Tessa betrachtete Stevens Hände, die das Lenkrad umklammerten, als müsse er sich daran festhalten. Er war wütend, weil sie noch immer auf ihre Behauptung pochte.

«Ich verstehe dich nicht. Du selbst hast doch Hazel springen sehen.»

«Ja, aber sie wäre niemals freiwillig gesprungen.»

Steven schüttelte den Kopf. «Das ist doch absurd! Oder hast du etwa noch jemanden gesehen, oben auf dem Dach?» Ein Muskel zuckte unter seinem Auge, ein Zeichen für seine Anspannung.

Einen Moment lang war sie wieder versucht, ihm von dem Mann mit den rot glühenden Augen zu erzählen, aber sie tat es nicht.

«Nein, habe ich nicht. Wieso glaubst du, ich könnte jemanden auf dem Dach gesehen haben?» Das war auch nicht gelogen. Schließlich hatte sie nur beobachtet, wie er aufs Garagendach gesprungen war.

Steven atmete aus. «Ich habe schon befürchtet, dass …»

«Dass ich wieder Dinge sehe, die es nicht gibt? Das liegt doch Jahre zurück. Nach der Therapie ist es nicht mehr zurückgekommen. Mach dir keine Sorgen.»
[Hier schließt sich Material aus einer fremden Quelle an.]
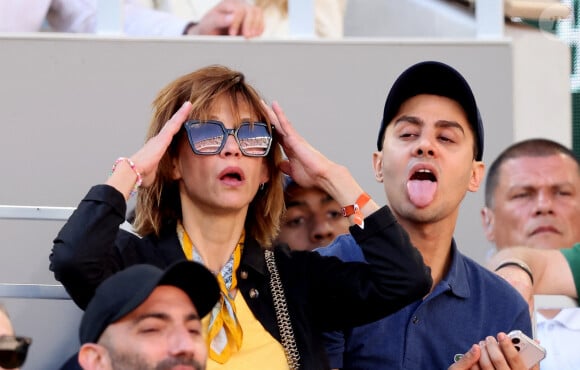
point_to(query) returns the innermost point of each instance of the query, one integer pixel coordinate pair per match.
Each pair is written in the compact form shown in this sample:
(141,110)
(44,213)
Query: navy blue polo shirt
(469,304)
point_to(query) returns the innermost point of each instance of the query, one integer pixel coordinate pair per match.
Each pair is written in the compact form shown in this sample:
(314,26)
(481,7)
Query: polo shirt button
(254,293)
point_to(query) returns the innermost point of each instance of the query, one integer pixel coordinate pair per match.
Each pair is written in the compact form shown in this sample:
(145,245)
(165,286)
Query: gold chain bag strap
(282,315)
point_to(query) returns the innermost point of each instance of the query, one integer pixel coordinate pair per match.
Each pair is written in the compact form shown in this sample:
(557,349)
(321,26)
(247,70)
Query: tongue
(421,192)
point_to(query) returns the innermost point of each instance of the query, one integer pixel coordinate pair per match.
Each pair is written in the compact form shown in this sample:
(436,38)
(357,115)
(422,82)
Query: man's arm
(551,271)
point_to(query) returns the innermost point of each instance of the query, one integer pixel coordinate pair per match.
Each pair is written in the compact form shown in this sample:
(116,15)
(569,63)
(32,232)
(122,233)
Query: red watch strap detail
(354,209)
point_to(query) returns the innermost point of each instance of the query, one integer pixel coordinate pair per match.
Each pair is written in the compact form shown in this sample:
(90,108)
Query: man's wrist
(516,263)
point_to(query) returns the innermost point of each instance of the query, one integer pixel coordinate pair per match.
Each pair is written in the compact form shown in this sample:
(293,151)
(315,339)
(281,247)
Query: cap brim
(196,281)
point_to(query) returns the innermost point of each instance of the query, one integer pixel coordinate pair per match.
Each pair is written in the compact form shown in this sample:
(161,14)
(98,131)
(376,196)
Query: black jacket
(322,293)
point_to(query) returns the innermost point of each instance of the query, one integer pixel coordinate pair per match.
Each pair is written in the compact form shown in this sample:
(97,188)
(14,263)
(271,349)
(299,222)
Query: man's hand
(231,18)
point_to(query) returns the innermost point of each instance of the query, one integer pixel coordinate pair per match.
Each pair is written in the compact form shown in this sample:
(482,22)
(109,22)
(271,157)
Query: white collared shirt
(560,337)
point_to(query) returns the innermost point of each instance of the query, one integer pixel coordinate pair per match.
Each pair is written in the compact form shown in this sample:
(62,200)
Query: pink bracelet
(134,168)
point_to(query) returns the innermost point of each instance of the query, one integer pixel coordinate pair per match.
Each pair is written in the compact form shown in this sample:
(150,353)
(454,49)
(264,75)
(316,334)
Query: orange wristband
(354,209)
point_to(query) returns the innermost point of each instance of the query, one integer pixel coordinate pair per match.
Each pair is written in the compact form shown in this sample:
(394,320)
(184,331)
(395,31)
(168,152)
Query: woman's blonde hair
(159,204)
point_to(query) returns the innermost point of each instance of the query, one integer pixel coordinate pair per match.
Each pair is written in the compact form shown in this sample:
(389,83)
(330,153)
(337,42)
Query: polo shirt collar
(456,279)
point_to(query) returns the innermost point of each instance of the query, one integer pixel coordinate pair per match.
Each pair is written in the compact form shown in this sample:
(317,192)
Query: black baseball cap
(433,78)
(124,291)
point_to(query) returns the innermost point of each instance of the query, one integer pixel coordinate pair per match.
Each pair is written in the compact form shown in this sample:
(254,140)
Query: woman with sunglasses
(209,188)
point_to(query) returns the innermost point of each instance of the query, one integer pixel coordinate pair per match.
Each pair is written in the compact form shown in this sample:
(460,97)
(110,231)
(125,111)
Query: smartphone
(530,351)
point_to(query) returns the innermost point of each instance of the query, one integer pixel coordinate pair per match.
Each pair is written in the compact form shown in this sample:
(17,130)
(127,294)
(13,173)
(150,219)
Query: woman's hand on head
(305,164)
(148,157)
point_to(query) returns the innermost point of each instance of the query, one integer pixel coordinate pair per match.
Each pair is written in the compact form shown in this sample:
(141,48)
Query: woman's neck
(214,237)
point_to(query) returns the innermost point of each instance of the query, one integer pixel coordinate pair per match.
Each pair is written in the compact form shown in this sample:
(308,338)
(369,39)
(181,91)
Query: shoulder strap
(282,315)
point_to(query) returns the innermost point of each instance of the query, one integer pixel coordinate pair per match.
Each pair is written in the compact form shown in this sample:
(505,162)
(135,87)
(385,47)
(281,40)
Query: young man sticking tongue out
(429,156)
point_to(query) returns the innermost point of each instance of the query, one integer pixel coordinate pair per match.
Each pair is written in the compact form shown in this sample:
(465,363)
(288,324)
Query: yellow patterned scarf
(225,333)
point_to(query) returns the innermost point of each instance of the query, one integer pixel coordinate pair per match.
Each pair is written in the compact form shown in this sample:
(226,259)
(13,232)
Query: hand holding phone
(530,351)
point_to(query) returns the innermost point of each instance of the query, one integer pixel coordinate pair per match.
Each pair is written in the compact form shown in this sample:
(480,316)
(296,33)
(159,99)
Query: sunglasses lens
(254,139)
(205,138)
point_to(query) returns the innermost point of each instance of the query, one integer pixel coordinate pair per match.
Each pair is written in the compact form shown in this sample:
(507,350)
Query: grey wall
(70,106)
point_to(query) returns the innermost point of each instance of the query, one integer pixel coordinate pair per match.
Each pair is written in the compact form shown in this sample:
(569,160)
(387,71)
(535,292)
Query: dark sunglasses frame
(13,351)
(227,132)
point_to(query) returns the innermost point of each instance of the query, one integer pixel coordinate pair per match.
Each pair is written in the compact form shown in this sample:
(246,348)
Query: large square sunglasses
(13,351)
(209,137)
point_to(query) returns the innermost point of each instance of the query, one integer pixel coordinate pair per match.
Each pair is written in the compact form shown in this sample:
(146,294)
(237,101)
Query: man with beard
(148,319)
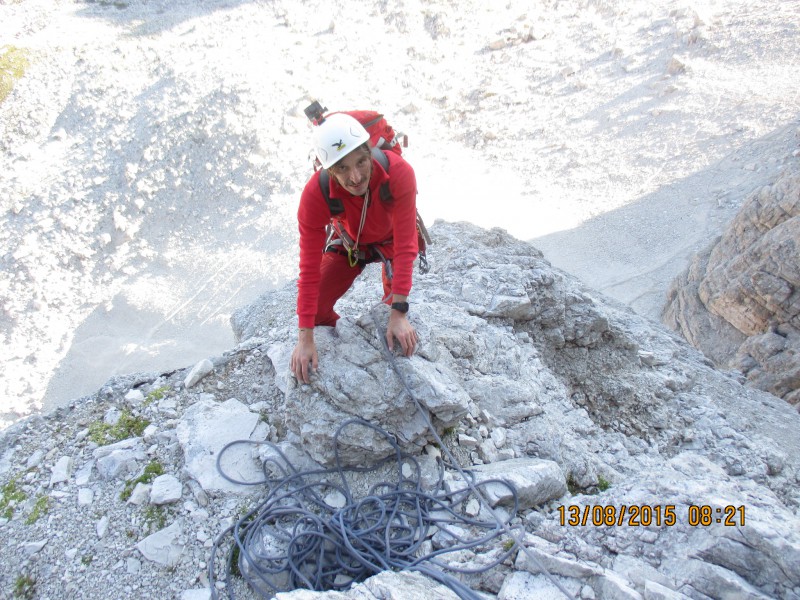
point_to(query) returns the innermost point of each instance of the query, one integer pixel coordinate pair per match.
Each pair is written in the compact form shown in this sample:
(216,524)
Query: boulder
(739,301)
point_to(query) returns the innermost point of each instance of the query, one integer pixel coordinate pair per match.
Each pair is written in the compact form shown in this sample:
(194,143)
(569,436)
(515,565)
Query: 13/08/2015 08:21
(645,515)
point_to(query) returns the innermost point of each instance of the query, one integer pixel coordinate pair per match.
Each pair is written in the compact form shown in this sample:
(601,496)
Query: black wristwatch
(400,307)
Vor zwei Jahren war sie Zeugin eines Überfalls auf einen Supermarkt geworden, bei dem zwei Menschen ums Leben gekommen waren. Noch Wochen danach hatte sie immer und immer wieder den Überfall erlebt, die Schüsse und Schreie gehört.
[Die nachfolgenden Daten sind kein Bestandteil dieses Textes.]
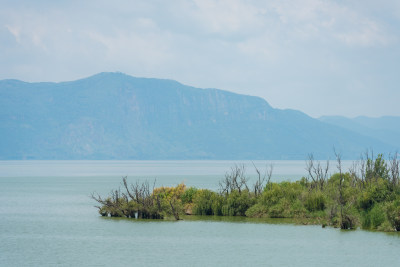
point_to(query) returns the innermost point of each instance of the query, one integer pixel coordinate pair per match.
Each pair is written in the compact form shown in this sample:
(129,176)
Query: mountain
(116,116)
(385,129)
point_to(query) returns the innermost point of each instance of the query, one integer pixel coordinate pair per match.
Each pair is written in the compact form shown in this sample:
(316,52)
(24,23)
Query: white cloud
(281,50)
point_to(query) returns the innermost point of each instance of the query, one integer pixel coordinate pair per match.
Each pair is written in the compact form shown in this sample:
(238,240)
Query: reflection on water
(48,219)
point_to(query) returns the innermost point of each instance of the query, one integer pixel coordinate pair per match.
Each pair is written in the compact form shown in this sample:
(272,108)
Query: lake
(48,219)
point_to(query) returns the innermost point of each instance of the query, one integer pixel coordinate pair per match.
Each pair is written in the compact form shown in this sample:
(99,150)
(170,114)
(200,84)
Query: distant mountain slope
(116,116)
(385,129)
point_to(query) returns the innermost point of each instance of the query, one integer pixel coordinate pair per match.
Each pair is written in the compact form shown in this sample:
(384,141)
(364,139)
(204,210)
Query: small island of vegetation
(366,196)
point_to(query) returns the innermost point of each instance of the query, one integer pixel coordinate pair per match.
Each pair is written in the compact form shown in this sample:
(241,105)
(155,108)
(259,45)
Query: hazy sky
(322,57)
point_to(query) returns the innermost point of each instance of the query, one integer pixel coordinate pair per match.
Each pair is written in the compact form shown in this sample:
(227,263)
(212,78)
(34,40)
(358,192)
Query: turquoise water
(48,219)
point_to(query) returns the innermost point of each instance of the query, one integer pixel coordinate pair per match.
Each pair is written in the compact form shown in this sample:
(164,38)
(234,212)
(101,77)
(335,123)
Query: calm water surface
(47,219)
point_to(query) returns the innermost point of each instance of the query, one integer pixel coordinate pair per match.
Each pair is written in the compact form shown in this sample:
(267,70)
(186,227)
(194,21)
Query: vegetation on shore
(366,196)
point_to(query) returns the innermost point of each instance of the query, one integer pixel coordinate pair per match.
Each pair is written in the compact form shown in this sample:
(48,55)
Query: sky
(321,57)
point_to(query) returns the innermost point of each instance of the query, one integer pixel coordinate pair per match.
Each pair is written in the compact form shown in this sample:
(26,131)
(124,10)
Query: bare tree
(234,180)
(259,185)
(394,170)
(317,172)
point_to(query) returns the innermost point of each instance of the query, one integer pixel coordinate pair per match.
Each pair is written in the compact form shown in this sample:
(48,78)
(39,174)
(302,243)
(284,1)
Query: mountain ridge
(117,116)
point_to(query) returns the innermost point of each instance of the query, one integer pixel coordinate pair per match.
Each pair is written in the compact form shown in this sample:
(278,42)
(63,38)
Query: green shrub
(187,196)
(315,201)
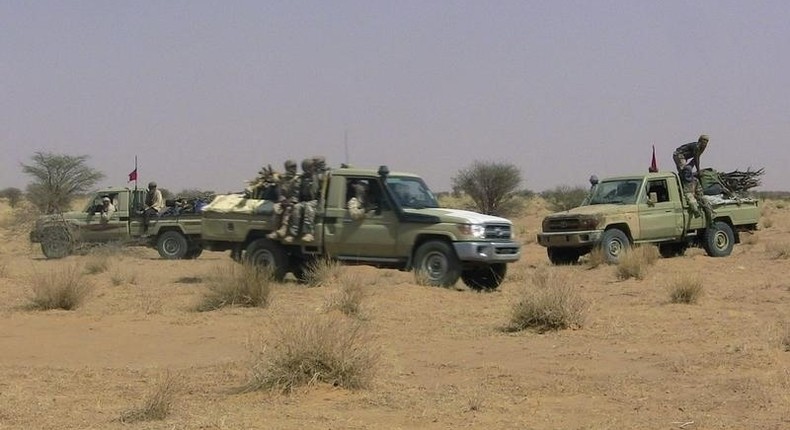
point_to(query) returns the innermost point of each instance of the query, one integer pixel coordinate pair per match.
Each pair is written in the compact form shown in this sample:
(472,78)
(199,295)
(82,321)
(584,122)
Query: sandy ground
(639,361)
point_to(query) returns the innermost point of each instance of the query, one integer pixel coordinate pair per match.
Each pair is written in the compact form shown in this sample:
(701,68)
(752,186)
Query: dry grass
(686,290)
(348,298)
(158,402)
(326,348)
(246,285)
(60,289)
(635,261)
(778,250)
(322,272)
(553,304)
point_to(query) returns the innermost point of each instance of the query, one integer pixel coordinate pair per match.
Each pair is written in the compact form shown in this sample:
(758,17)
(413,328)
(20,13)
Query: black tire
(614,243)
(266,253)
(718,240)
(485,278)
(436,264)
(172,245)
(56,242)
(563,256)
(669,250)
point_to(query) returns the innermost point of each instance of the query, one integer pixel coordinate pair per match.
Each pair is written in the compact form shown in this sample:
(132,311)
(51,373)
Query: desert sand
(638,362)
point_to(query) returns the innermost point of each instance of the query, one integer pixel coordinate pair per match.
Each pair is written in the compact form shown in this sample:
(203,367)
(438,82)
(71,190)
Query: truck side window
(660,188)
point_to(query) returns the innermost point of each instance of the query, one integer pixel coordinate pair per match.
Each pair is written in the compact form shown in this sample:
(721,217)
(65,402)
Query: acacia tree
(57,179)
(490,185)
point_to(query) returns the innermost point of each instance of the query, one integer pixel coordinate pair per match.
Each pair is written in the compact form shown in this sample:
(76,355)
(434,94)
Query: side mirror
(652,199)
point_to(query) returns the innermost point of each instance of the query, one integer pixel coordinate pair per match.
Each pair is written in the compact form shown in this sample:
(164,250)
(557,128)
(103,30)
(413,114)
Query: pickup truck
(406,230)
(626,210)
(175,234)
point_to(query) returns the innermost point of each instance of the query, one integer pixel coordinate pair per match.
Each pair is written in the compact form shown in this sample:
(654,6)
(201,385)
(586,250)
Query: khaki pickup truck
(403,228)
(652,208)
(175,233)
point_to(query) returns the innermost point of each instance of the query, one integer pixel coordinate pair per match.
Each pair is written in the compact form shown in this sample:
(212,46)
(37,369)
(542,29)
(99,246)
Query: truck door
(116,228)
(369,238)
(661,220)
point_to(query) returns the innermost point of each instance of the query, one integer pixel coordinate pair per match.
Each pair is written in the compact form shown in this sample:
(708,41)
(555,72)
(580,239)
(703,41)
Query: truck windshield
(411,192)
(622,191)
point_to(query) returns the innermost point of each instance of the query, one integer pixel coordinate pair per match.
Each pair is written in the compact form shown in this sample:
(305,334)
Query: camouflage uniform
(287,196)
(690,151)
(303,217)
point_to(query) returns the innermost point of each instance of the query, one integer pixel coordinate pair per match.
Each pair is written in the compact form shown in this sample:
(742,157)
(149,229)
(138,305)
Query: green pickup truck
(175,233)
(652,208)
(403,228)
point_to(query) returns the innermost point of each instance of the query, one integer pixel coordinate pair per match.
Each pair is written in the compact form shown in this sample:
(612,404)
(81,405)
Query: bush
(347,298)
(635,261)
(246,285)
(60,289)
(553,304)
(685,290)
(158,402)
(564,197)
(326,348)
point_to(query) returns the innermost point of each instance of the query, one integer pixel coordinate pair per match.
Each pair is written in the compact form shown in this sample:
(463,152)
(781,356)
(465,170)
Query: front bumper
(488,252)
(570,239)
Dann quälten sie Panikattacken und Halluzinationen, die sie nicht mehr in den Griff bekam, weshalb sie ein Vierteljahr in einer psychiatrischen Klinik verbringen musste. Dieses Kapitel ihres Lebens hätte sie am liebsten vergessen. Doch durch Hazels Tod und die Begegnung mit den beiden fremden Männern kehrten die Erinnerungen zurück.
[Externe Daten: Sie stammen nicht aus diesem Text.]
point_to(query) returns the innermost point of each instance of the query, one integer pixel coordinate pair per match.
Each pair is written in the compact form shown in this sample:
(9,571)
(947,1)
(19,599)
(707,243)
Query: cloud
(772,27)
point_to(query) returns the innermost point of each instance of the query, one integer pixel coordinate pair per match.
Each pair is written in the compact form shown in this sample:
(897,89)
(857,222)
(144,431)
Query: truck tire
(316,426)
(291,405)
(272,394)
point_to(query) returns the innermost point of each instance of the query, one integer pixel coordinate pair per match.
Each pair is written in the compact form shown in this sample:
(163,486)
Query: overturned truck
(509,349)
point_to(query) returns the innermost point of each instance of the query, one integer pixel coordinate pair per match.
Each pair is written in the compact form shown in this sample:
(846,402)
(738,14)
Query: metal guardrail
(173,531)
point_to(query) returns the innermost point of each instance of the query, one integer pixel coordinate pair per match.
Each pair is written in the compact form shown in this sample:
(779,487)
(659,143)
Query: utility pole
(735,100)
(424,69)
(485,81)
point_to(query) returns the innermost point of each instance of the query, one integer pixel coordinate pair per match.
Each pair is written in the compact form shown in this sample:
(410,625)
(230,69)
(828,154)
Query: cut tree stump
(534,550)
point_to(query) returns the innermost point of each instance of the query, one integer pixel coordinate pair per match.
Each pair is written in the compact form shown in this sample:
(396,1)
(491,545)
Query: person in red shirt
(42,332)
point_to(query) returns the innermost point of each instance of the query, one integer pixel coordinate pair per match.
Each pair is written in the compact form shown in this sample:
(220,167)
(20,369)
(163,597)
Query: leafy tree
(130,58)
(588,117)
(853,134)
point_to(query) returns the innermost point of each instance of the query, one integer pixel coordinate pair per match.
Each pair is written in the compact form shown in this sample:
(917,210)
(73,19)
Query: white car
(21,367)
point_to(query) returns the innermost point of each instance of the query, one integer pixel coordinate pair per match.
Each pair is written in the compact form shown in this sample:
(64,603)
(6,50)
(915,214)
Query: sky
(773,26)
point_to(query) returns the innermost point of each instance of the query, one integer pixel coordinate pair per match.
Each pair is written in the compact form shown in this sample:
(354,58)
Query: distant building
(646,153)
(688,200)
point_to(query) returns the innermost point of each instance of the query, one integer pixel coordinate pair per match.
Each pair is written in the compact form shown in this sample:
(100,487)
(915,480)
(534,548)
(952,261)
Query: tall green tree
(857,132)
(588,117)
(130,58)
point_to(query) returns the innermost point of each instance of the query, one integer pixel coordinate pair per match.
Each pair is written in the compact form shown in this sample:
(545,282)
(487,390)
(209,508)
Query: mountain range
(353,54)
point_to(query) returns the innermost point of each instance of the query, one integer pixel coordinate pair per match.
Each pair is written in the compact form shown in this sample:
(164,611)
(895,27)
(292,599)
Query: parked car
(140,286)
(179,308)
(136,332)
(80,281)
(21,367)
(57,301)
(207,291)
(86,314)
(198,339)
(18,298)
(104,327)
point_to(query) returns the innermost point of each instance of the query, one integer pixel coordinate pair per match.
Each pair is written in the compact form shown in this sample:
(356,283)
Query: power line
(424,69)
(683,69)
«Es fällt schwer, einen Selbstmord zu verstehen, noch dazu, wenn der Mensch einem sehr nahesteht. Dann sucht man nach allen möglichen Erklärungen. Vielleicht auch, weil man sich selbst schuldig fühlt.»

«Ja», antwortete sie leise, denn längst schon waren ihr die Augen wieder zugefallen. Sie war so unendlich erschöpft und sehnte sich nach Schlaf.

Aber egal, was Steven sagte – sie würde niemals glauben, dass Hazel sich selbst umgebracht hatte.